AWS Cloud Operations Blog

Monitoring Windows desktops on HAQM WorkSpaces using HAQM Managed Service for Prometheus and HAQM Managed Grafana

Many Organizations leverage HAQM WorkSpaces as a virtual cloud-based Windows desktop as a solution (DAAS) to replace their existing traditional desktop solution to shift the cost and effort of maintaining laptops and desktops to a cloud pay-as-you-go model. Customers using HAQM WorkSpaces would need the support of managed services to monitor their workspaces environment operations. A cloud-based managed open source monitoring solution, such as HAQM Managed Service for Prometheus and HAQM Managed Grafana, helps IT teams to quickly set up and operate a monitoring solution to save costs. Monitoring CPU, memory, network, or disk activity from HAQM WorkSpaces eliminates guesswork while troubleshooting in real time or after the issue for the HAQM WorkSpaces environment.

A managed monitoring solution for your HAQM WorkSpaces Windows OS environments yields the following organizational benefits:

  • Service desk staff can quickly identify and drill down to HAQM WorkSpaces issues that need investigation.
  • Service desk staff can investigate HAQM WorkSpaces issues after the event using the historical data in HAQM Managed Service for Prometheus.
  • Service desk teams can shorten or eliminate long calls that waste time questioning business users on HAQM WorkSpaces issues.

In this post, we’ll set up HAQM Managed Service for Prometheus, HAQM Managed Grafana, and a Prometheus server on HAQM Elastic Compute Cloud (HAQM EC2) to provide a monitoring solution for HAQM WorkSpaces. We’ll automate the deployment of Prometheus agents on any new HAQM WorkSpaces using Active Directory Group Policy Objects (GPO).

Solution Architecture

The following diagram demonstrates the solution to monitor your HAQM WorkSpaces environment using AWS native managed services, such as HAQM Managed Service for Prometheus and HAQM Managed Grafana. This solution will deploy a Prometheus server on an HAQM EC2 instance which polls Prometheus agents on your HAQM WorkSpaces Windows 10 instances periodically, and remote writes metrics to HAQM Managed Service for Prometheus. The EC2 is necessary to pull in the data from WorkSpaces and forward it to HAQM Managed Service for Prometheus. We’ll be using HAQM Managed Grafana to query and visualize metrics on your HAQM WorkSpaces infrastructure.

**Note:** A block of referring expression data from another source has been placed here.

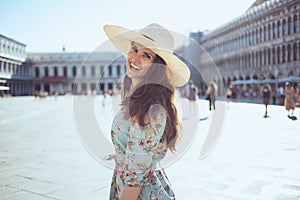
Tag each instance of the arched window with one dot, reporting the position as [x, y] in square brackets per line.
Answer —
[283, 54]
[83, 71]
[110, 70]
[278, 55]
[295, 51]
[289, 53]
[269, 56]
[46, 71]
[274, 30]
[37, 72]
[55, 71]
[273, 56]
[269, 32]
[265, 58]
[296, 24]
[265, 33]
[65, 71]
[260, 35]
[284, 28]
[118, 70]
[93, 73]
[279, 31]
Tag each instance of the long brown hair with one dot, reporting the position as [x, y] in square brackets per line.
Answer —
[154, 89]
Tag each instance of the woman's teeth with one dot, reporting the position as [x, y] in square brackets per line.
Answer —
[135, 67]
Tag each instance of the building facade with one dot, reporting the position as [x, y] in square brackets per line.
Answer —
[263, 43]
[15, 73]
[77, 73]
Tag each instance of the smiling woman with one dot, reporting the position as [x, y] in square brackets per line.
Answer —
[148, 124]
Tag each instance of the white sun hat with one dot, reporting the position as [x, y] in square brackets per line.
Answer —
[156, 38]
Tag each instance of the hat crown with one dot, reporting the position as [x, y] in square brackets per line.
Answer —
[160, 35]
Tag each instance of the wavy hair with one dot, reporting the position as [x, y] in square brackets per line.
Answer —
[155, 88]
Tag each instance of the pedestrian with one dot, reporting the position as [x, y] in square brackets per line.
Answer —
[298, 95]
[274, 95]
[211, 94]
[228, 94]
[192, 94]
[289, 102]
[234, 93]
[147, 126]
[266, 93]
[281, 95]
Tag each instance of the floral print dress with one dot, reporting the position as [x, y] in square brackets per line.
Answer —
[138, 152]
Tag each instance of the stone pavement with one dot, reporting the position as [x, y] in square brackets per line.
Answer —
[41, 156]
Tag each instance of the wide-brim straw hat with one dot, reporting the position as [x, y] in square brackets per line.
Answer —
[156, 38]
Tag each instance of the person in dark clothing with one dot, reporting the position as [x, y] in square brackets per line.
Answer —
[266, 93]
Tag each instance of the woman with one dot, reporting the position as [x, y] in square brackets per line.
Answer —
[147, 125]
[289, 101]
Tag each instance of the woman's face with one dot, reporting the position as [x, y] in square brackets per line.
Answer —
[139, 61]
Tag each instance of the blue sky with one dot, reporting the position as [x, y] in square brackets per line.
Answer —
[48, 25]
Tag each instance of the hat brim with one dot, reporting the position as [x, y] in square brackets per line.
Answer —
[122, 38]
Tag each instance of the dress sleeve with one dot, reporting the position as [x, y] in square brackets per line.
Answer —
[142, 144]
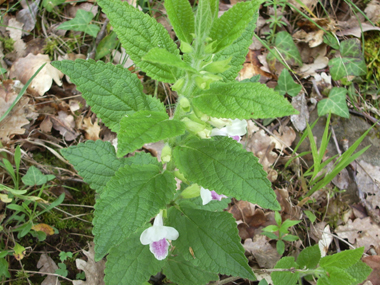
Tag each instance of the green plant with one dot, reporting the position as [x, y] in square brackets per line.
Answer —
[282, 232]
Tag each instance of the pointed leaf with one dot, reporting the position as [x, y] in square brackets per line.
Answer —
[81, 23]
[229, 27]
[221, 164]
[237, 51]
[181, 18]
[131, 198]
[213, 238]
[336, 103]
[184, 272]
[138, 33]
[146, 127]
[162, 56]
[96, 162]
[111, 90]
[350, 62]
[131, 262]
[286, 84]
[285, 45]
[242, 101]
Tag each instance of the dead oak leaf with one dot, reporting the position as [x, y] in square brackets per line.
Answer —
[24, 68]
[361, 232]
[94, 270]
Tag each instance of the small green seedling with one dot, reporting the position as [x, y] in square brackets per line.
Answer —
[282, 230]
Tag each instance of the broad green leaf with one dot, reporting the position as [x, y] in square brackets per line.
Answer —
[350, 62]
[289, 51]
[285, 277]
[50, 4]
[343, 259]
[134, 195]
[221, 164]
[203, 20]
[183, 272]
[96, 162]
[309, 257]
[213, 238]
[106, 45]
[359, 271]
[138, 33]
[237, 51]
[162, 56]
[335, 103]
[229, 27]
[4, 268]
[145, 127]
[181, 18]
[34, 176]
[130, 262]
[242, 101]
[81, 23]
[286, 84]
[111, 90]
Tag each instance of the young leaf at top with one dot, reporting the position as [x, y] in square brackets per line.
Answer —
[336, 103]
[162, 56]
[81, 23]
[229, 27]
[145, 127]
[96, 162]
[285, 45]
[214, 239]
[181, 18]
[350, 62]
[111, 90]
[131, 262]
[134, 195]
[237, 51]
[242, 101]
[286, 84]
[138, 33]
[221, 164]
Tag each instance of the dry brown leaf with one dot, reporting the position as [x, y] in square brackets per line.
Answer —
[47, 264]
[374, 263]
[361, 232]
[24, 68]
[65, 124]
[43, 228]
[265, 254]
[12, 124]
[94, 270]
[15, 33]
[368, 179]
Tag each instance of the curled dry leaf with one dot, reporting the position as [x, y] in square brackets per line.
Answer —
[24, 68]
[13, 122]
[46, 264]
[265, 254]
[65, 124]
[94, 270]
[368, 180]
[361, 232]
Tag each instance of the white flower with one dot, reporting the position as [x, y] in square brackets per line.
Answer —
[235, 129]
[208, 196]
[157, 236]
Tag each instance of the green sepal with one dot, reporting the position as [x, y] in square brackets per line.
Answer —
[146, 127]
[111, 90]
[242, 101]
[134, 195]
[213, 238]
[139, 33]
[221, 164]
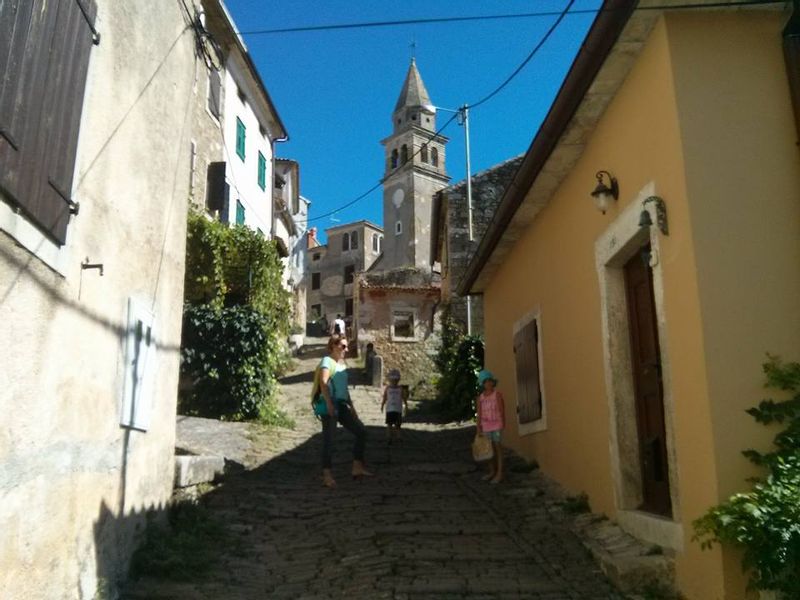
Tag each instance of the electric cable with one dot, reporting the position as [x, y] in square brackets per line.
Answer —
[553, 13]
[383, 179]
[528, 58]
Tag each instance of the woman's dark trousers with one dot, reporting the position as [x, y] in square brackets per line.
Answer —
[349, 421]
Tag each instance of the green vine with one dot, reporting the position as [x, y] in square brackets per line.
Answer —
[459, 360]
[765, 522]
[236, 321]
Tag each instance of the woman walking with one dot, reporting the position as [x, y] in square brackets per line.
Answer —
[331, 401]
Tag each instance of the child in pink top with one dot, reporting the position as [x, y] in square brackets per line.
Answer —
[491, 421]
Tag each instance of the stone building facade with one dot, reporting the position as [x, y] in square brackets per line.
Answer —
[451, 247]
[91, 313]
[397, 299]
[332, 268]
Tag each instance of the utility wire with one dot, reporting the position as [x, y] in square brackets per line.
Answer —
[552, 13]
[384, 179]
[528, 58]
[486, 98]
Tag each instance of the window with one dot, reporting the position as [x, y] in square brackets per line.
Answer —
[217, 189]
[239, 213]
[262, 171]
[46, 59]
[139, 367]
[529, 389]
[240, 136]
[402, 324]
[214, 103]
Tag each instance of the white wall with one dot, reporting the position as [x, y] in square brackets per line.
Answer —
[243, 174]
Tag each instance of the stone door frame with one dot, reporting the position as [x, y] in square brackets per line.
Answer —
[614, 247]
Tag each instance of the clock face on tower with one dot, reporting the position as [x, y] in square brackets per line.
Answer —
[397, 197]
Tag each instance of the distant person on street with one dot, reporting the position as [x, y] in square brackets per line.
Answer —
[395, 399]
[338, 325]
[331, 402]
[491, 421]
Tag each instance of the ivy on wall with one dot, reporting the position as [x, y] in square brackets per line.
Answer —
[459, 360]
[236, 320]
[765, 522]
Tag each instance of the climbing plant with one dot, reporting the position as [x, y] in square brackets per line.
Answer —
[765, 522]
[459, 360]
[236, 320]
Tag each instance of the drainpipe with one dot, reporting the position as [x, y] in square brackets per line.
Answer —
[791, 54]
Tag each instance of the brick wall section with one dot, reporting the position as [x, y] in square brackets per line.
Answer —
[379, 294]
[487, 191]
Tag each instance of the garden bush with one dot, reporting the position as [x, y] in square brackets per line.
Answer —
[765, 522]
[236, 321]
[459, 360]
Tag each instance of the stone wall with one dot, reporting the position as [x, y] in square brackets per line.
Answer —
[74, 484]
[487, 191]
[414, 359]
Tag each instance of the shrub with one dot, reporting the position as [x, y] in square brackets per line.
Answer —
[459, 360]
[236, 321]
[765, 522]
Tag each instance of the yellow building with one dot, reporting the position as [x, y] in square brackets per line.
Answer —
[629, 353]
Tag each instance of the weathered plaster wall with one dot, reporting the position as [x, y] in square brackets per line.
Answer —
[743, 185]
[72, 482]
[413, 359]
[552, 269]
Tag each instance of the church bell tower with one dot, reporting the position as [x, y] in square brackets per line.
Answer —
[415, 171]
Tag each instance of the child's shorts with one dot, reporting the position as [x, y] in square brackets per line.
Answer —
[493, 436]
[394, 418]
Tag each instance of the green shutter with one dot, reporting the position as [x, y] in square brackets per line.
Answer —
[239, 213]
[262, 171]
[240, 135]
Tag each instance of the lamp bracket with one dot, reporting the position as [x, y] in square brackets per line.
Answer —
[661, 212]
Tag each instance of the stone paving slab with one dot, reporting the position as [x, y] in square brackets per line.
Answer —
[425, 526]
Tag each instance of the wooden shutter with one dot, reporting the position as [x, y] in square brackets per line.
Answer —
[44, 57]
[217, 190]
[529, 392]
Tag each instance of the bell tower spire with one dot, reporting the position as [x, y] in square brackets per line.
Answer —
[415, 171]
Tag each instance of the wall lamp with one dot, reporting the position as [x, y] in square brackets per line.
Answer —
[603, 194]
[645, 221]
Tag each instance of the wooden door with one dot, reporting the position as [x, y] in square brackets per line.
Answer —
[646, 359]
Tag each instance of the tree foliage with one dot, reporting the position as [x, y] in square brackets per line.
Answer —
[765, 522]
[236, 321]
[459, 360]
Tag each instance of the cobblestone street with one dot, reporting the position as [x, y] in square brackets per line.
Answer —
[425, 526]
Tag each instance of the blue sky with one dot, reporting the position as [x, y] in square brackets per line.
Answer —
[335, 90]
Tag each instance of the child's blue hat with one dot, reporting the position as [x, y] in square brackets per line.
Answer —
[484, 375]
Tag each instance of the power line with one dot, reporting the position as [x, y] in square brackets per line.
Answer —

The following diagram demonstrates the solution to monitor your HAQM WorkSpaces environment using AWS native managed services, such as HAQM Managed Service for Prometheus and HAQM Managed Grafana.

Solution Walkthrough

These steps will deploy the solution in your environment.

Prerequisites

You’ll need the following to complete the steps in this post:

Creating AWS resources for our solution

Let’s start by setting a few environment variables in the AWS CLI:

AWS_REGION=us-east-1  #Change to your appropriate AWS region.
AMP_WORKSPACE_NAME=MYWorkspacename
WORKSPACES_VPCID=<VPC ID of your workspaces environment>
WORKSPACES_DIRECTORY=$(aws workspaces describe-workspace-directories \
  --query Directories[].DirectoryId \
  --output text)
WORKSPACES_USER=<valid active directory username>
WORKSPACES_BUNDLE=wsb-8vbljg4r6 #  Standard bundle with Windows 10 (Server 2016 based) (PCoIP)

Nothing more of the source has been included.